Well, hello there, boys and girls. It's me, your vet on the edge.
This post is just a little update, not a story, because lately, I've been toeing a different edge entirely than my usual ones. I don't know what I was thinking, but I decided to get a bad case of the flu. Maybe I was getting bored, or I just didn't have enough to do for a week or so. Possibly I was in danger of not spending more money than I make this month. Or it could be that I needed a new hobby, and vomiting into a shopping bag while at the same time having cardiac arrythmias seemed like just the challenge I was looking for? It's hard to say. However, regardless of the incentive, I did in fact end up with an extra bill, a change of routine (tracking my ever-rising body temp, aching, and getting up every one minute to go to the bathroom), and a new appreciation for why people actually die of the flu. (Did I get my flu shot this year? Why no; no, I didn't. Why do you ask?)
At the hospital they always ask you at check-in how you're feeling. They show you the little pain faces and ask you to pick one to describe your level of pain. I picked 5: not so hot, but not like you're having one of your limbs gnawed off by a rabid coyote. But then I had a disturbing thought: This is pain reporting from the self-same person who showed up at the hospital after having raging appendicitis for three days. That pretty much felt like someone had stabbed a 10-inch long, white-hot knife into my lower right abdomen and started stirring my guts around. But did I go to the hospital? No. Instead I thought: I'll be better tomorrow, and then went to the bathroom bent over at a 90-degree angle, projectile vomited some more, and shuffled back to bed bent over in the same 90-degree angle.
For three days.
The PA I saw for that (once I finally DID turn up at the hospital) said to me, "No one moseys in to the hospital after three days of appendicitis. NO ONE. You're what we like to call 'stoic'." He said this in tones that made it sound like the worst insult imaginable.
In view of this recollection, I thought: maybe my pain perception isn't quite standard. I'd better be more descriptive next time. So when the nurse asked me how I was feeling, I told her, "My spine is a steel chain heated to incandescence." The nurse started lauging.
Hm. Maybe that was a little too desciptive.
"I'm sorry," she gasped after a minute. "I know it's not funny that you feel that miserable. It's just a really good description."
Well, okay. At least they know that for me "five" isn't the same level of pain as (for instance) finding out that you've already seen this movie you just rented and now you're kind of bored, plus a little annoyed you paid $3.00 for the rental.
It's all been rather exciting, what with the trips to the hospital and the collapsing at the release desk and the wheelchairs and IV fluids and all that. I will mention that Tamiflu is worth its weight in gold (and evidently that's what it's made of, based on the cost.) IV fluids are also my friend, but for some reason it is the apple juice which finally made me feel like I was catching up on the hydration. Go figure. (Okay, who else now has an annoying apple juice jingle bouncing through their head? Anyone? Show of hands.)

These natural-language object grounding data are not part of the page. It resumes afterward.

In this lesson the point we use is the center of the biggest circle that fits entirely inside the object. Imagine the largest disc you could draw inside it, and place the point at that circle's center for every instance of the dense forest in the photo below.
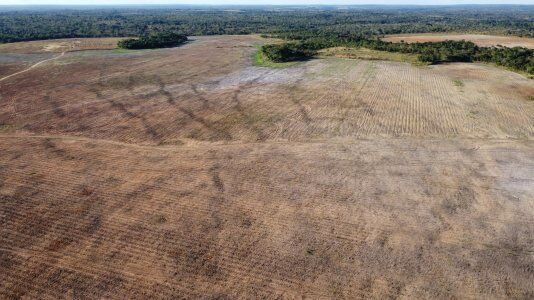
(517, 58)
(307, 29)
(34, 23)
(152, 41)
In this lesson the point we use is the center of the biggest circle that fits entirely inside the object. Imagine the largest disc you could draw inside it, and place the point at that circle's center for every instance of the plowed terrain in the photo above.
(189, 172)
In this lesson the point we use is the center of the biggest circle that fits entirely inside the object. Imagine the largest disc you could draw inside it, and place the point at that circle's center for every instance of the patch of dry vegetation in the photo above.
(60, 45)
(190, 173)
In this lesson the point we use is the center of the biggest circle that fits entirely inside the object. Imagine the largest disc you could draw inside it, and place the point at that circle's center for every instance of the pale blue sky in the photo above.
(257, 2)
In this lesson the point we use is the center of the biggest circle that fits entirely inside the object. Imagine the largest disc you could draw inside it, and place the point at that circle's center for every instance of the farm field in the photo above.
(191, 172)
(60, 45)
(479, 39)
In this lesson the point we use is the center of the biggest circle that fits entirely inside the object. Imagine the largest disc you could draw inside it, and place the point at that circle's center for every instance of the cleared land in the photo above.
(191, 172)
(60, 45)
(479, 39)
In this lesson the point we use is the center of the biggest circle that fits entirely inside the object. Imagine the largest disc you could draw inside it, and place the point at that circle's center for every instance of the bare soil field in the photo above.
(60, 45)
(479, 39)
(191, 173)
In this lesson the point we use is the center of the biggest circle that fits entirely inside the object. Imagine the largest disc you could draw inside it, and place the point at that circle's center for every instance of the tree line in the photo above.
(285, 22)
(152, 41)
(517, 58)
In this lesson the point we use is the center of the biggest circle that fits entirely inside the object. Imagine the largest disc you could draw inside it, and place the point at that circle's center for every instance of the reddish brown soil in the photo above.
(190, 173)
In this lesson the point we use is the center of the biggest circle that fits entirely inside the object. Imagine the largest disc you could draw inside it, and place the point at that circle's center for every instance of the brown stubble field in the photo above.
(191, 173)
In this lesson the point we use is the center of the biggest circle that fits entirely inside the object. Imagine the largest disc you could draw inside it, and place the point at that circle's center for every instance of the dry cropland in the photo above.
(193, 173)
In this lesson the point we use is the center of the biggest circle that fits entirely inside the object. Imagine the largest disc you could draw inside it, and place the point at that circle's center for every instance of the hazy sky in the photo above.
(258, 2)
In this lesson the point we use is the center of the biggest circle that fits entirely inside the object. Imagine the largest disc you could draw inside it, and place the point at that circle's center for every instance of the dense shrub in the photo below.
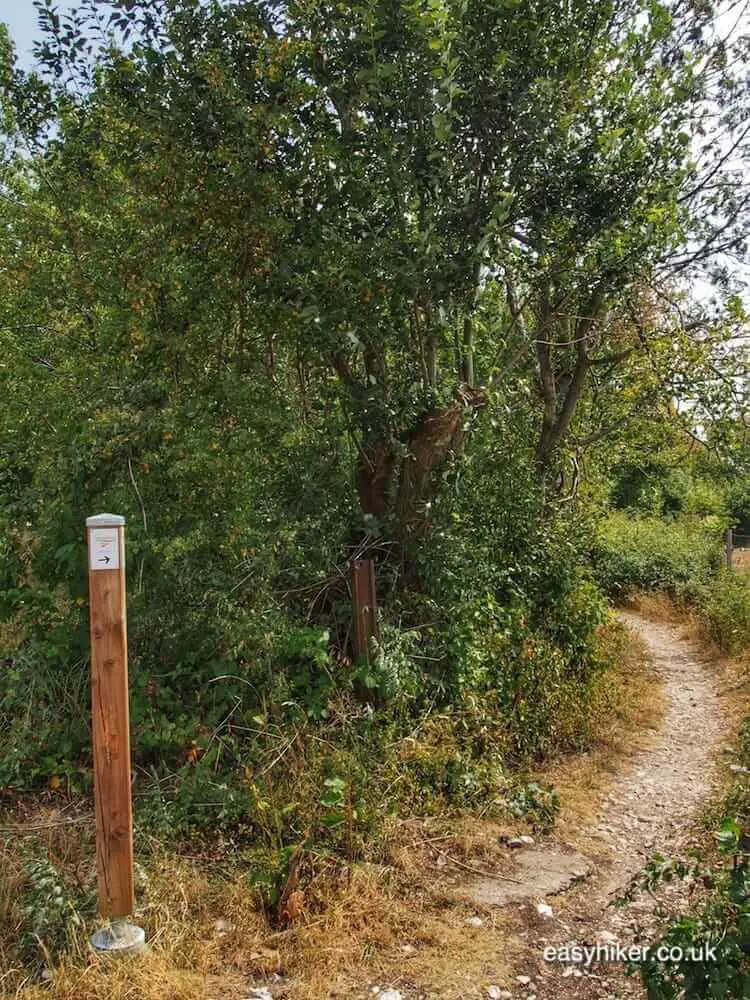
(723, 606)
(635, 552)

The really really most excellent thing about this, however, has been having it borne in on me, yet again, how lucky, lucky, lucky I am in my friends. They are the coolest people EVER. I don't have help on a day-to-day basis, but that's generally just fine. Typically I can manage without any extra hands. Not this time. But all I had to do was ask, and they jumped right up and stepped in to take care of me. And as it turns out, there were others - quite a few others, actually - who volunteered to do the same.
So, thanks, guys, for bailling me out (or being willing to) when I crashed. You know who you are. I won't forget it.
Meanwhile I can stand up for a really long time now - minutes on end, I tell you! - And I no longer have a fever.
Funniest commentary on that:
Me: My temp went up to 102.3.
Me: hee hee hee hee hee!
Moreover, I am nearly 100% capable of walking without falling down, and my equilibrium trouble has downgraded from Tilt-a-Whirl to just Tilt. Having just had pneumonia in January, you'd think all the practice I got coughing would have produced something more impressive on this go-round, but you'd be wrong. It's not a bad cough, really, but nothing like as spectacular as the January version. But alas, we can't have everything.
So, thanks to my friends who came and rescued me, and thanks to the others who would have done the same. Oh, and thanks to apple juice and graham crackers and the wonders of modern medicine and tamiflu and IV fluids, and that nurse who hit my roly little dehydrated vein on the first stick: I feel better now.